Curiosamente, apesar das dúvidas da ciência e dos decisores políticos, lemos com frequência artigos e ouvimos opiniões cheias de certezas. Deixo aqui um conselho: parem imediatamente de ler qualquer artigo que comece por afirmar que “nada vai ficar na mesma”, ou que “tudo vai mudar”. Eu não leio esses artigos, e quando ouço alguém dizer isso na televisão, mudo logo de canal. Apenas mostra que quem escreve ou diz isso, não faz a mínima ideia do que vai acontecer quando voltarmos a uma vida normal.
É óbvio que muita coisa mudará, mas ninguém sabe que mudanças serão. Há quem diga que a democracia liberal poderá estar ameaçada. Seguramente, devemos cuidar da saúde das nossas democracias. Não há sistema político melhor. Mas não sabemos o que vai acontecer. A qualidade da democracia poderá mesmo melhorar. Não excluo que os cidadãos se tornem mais exigentes em relação à qualidade da informação pública e à competência dos políticos.
Também há quem garanta que a economia será muito mais estatal. Pode acontecer, sobretudo porque terá que haver ajudas públicas a muitos sectores da economia. Mas também sabemos que a economia só voltará a crescer de um modo consistente e rápido através do sector privado. São as empresas privadas que criam riqueza e trabalho. Duvido que a crise mude isso.
A União Europeia também pode chegar ao fim, aliás sempre que há uma crise fala-se logo do “fim da Europa”, mas também pode sair da crise mais integrada e mais forte. Ninguém sabe. Quanto à economia global, é provável que o protecionismo aumente, pelo menos a curto prazo, mas isso não nos conta o essencial. Todas as potências económicas têm políticas protecionistas, umas mais outras menos, e assim continuará. O mundo continuará com uma mistura entre protecionismo industrial e livre comércio. Mas é demasiado cedo para entender como funcionará esse equilíbrio.

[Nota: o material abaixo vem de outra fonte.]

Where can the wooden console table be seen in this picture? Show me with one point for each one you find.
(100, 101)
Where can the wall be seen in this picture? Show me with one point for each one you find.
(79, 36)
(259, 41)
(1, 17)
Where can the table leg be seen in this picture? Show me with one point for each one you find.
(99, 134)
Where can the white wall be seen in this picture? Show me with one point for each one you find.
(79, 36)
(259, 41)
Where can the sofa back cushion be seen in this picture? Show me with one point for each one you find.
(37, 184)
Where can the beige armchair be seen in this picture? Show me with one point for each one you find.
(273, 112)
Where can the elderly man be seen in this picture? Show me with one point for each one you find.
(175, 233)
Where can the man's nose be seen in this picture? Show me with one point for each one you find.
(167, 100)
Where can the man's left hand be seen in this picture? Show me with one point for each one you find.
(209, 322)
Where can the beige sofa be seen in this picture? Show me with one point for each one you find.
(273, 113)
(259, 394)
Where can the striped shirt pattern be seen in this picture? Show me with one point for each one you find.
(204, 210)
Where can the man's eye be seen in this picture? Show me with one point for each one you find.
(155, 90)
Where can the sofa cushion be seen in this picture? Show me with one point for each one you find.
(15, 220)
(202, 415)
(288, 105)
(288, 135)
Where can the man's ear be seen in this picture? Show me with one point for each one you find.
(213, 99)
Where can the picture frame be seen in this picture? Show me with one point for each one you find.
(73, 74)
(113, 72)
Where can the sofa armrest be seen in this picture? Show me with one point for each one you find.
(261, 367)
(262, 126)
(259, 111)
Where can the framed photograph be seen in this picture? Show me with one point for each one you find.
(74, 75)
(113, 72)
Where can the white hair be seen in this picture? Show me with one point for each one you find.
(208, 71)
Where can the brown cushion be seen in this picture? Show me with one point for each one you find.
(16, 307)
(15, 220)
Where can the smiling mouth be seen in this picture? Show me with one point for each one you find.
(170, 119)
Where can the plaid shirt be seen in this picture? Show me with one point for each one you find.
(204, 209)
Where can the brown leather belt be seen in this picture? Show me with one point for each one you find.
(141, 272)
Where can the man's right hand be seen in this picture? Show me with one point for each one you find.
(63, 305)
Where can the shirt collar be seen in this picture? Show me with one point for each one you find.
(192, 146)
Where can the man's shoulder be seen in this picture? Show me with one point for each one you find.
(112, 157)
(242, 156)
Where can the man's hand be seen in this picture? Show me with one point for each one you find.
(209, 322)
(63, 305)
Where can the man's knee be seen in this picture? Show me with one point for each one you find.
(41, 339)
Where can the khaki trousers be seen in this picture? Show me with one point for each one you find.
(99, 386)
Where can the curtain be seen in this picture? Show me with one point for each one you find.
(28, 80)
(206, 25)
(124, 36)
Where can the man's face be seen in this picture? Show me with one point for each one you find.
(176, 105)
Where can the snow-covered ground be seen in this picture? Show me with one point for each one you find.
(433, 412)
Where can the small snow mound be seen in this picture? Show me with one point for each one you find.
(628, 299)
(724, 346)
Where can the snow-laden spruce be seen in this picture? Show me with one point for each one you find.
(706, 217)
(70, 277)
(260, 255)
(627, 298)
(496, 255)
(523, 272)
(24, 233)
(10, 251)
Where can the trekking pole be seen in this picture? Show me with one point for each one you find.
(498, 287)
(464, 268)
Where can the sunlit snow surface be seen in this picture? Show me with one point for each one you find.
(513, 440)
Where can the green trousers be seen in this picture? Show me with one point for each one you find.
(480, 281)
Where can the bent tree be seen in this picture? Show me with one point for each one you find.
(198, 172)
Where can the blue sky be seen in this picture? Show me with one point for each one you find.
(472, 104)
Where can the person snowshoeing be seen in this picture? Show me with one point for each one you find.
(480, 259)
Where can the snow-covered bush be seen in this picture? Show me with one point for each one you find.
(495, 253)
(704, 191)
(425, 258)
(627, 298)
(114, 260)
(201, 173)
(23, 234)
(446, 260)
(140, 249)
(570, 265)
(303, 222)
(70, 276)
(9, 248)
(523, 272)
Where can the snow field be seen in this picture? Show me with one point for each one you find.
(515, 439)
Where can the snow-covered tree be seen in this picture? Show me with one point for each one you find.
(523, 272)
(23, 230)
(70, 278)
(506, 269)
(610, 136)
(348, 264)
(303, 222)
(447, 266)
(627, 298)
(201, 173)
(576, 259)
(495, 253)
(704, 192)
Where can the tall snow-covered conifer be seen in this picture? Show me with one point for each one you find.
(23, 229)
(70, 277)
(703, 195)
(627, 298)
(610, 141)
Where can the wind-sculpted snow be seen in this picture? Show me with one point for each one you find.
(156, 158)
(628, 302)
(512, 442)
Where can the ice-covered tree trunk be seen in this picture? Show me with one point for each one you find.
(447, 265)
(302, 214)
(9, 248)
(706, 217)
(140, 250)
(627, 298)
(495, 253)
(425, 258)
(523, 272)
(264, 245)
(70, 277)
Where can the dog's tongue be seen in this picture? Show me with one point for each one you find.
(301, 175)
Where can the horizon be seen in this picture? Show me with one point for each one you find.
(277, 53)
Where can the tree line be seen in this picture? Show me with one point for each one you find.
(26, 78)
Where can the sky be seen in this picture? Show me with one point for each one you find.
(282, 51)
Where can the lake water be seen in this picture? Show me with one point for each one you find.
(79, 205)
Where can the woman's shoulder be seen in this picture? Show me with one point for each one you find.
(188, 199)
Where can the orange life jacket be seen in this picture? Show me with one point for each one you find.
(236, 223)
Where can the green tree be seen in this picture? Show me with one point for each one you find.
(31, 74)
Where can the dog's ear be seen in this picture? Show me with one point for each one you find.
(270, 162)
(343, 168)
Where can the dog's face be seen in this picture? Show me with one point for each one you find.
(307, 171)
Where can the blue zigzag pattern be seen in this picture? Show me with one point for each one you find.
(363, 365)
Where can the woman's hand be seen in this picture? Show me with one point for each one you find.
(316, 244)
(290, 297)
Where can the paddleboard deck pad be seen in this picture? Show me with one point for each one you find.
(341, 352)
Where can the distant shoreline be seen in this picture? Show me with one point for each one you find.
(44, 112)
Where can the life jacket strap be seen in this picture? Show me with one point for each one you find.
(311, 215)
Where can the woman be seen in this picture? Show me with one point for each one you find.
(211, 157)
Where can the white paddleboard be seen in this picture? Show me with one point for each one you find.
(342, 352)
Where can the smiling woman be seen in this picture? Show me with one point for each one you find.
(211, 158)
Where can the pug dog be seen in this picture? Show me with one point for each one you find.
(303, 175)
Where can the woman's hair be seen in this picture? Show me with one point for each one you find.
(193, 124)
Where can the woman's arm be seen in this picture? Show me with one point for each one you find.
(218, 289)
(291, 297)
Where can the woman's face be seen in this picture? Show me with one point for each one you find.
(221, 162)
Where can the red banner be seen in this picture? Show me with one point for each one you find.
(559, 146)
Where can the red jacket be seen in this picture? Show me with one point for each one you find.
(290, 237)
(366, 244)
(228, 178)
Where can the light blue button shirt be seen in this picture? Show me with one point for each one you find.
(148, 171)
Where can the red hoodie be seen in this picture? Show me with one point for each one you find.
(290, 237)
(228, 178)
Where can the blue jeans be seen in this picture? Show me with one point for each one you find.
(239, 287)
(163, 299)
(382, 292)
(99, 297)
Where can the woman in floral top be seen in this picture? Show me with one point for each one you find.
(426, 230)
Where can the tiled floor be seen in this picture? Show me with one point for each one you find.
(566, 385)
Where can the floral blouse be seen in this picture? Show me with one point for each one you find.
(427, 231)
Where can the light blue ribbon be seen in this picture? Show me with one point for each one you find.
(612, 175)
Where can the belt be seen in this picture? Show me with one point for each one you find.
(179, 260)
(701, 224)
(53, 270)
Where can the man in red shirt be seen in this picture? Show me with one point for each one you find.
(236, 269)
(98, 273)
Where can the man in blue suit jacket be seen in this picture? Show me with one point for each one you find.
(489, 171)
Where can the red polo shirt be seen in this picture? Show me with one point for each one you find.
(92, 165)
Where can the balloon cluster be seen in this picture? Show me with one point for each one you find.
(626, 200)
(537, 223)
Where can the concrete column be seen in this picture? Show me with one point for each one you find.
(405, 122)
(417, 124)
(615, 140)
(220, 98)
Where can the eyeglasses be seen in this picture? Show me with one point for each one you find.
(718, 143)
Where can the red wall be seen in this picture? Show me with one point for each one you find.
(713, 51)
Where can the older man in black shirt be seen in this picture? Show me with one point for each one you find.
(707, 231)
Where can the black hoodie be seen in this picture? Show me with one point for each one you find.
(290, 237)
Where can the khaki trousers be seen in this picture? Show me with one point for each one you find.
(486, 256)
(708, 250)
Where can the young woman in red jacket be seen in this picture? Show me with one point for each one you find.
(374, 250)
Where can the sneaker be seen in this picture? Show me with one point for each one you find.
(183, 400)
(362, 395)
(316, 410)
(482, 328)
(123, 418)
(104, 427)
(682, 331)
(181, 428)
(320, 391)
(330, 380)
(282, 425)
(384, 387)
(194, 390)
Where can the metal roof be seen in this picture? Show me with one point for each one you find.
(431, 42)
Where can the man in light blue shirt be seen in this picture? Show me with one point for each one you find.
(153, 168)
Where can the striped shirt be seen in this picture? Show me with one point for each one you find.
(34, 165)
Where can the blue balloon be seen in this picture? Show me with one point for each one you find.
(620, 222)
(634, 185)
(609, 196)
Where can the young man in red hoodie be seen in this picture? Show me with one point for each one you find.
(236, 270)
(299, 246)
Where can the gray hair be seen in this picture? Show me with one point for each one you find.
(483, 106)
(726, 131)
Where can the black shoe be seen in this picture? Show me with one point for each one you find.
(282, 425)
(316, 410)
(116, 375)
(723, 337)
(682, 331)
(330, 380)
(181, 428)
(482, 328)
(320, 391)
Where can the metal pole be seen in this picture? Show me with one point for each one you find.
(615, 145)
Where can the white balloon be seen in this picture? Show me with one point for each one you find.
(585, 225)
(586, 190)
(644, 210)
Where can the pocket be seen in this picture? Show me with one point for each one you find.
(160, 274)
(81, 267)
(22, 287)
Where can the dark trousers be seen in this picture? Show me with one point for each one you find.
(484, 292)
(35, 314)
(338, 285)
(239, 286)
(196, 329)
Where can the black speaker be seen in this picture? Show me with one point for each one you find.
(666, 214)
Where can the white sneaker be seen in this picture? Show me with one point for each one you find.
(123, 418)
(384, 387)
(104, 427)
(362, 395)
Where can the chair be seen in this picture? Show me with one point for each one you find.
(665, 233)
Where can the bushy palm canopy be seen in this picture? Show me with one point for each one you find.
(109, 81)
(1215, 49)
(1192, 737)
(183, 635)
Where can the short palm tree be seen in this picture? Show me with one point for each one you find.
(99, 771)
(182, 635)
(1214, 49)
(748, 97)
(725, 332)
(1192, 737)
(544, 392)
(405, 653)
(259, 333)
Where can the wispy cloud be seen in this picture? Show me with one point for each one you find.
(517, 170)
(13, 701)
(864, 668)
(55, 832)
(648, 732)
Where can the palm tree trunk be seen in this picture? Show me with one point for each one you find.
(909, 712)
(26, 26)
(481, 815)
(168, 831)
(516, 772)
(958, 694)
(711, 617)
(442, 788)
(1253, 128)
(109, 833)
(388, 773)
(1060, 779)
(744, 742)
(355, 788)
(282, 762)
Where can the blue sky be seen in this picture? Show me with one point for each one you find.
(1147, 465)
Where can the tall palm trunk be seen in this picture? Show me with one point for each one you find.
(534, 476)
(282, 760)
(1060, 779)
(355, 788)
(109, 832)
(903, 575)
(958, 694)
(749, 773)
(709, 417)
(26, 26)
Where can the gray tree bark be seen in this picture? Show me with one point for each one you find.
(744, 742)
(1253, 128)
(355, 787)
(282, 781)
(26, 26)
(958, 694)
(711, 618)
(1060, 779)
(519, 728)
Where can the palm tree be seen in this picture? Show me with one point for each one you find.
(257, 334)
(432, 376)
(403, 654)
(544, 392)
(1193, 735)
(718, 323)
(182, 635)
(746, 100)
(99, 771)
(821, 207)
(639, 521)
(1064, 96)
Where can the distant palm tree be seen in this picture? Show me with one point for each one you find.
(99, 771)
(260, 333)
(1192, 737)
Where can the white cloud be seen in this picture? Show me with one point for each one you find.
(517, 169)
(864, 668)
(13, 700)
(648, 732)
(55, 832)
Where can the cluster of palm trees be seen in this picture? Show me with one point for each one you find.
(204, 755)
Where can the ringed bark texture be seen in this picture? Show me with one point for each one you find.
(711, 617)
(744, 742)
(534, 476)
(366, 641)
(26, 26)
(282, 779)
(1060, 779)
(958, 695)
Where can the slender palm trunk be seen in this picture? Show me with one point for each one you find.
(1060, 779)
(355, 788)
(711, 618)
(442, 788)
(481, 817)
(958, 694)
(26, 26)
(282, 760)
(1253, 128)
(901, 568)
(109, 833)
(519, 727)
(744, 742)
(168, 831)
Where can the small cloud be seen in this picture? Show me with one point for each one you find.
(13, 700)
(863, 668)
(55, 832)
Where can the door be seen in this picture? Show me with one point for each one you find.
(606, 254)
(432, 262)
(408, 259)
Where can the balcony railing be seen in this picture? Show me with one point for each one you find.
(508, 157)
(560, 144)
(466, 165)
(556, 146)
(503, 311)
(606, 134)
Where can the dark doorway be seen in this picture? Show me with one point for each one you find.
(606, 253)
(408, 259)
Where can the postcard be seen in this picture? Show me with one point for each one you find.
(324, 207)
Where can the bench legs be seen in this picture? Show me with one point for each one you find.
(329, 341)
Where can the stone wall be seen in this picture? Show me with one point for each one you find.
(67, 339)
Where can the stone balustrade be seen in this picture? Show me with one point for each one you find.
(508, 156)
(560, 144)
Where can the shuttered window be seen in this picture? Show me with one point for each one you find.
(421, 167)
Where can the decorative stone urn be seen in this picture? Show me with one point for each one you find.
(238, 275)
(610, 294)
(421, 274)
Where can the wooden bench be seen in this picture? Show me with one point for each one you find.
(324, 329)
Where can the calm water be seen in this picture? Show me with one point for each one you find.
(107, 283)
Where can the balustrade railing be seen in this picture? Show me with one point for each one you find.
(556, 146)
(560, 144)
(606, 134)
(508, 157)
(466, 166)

Não é a altura para termos muitas certezas. Mas sim para aprender a viver com dúvidas. Só assim poderemos entender o que vai mudar e o que vai continuar na mesma.
2 Estes dias também são de elogios. Junto-me a todos aqueles que elogiam e admiram o pessoal médico. A dedicação dos médicos e enfermeiros é admirável e trabalham com uma energia inesgotável. Mas quero deixar uma palavra especial aos mais velhos, aos avós. Trabalharam toda a vida, e muitos viveram sempre com grandes dificuldades. A crise financeira na Europa e em Portugal, entre 2010 e 2013, retirou-lhes parte das reformas, e muitos perderam grande parte das suas poupanças. A crise do coronavírus retirou-lhes a maior alegria que lhes resta nos anos de vida que têm: o convívio com os filhos e com os netos. Mas isso nem sequer é o pior. Muitos foram para o hospital e morreram sem a família por perto e sem se despedirem dos seus.
Há muitos velhos a morrerem sem qualquer dignidade. Abandonados em hospitais e lares por falta de cuidados e de equipamentos. O maldito vírus tirou-lhes, primeiro, a família, depois, a vida e, por fim, condenou-os à morte solitária. Essa é a maior tragédia desta crise sanitária.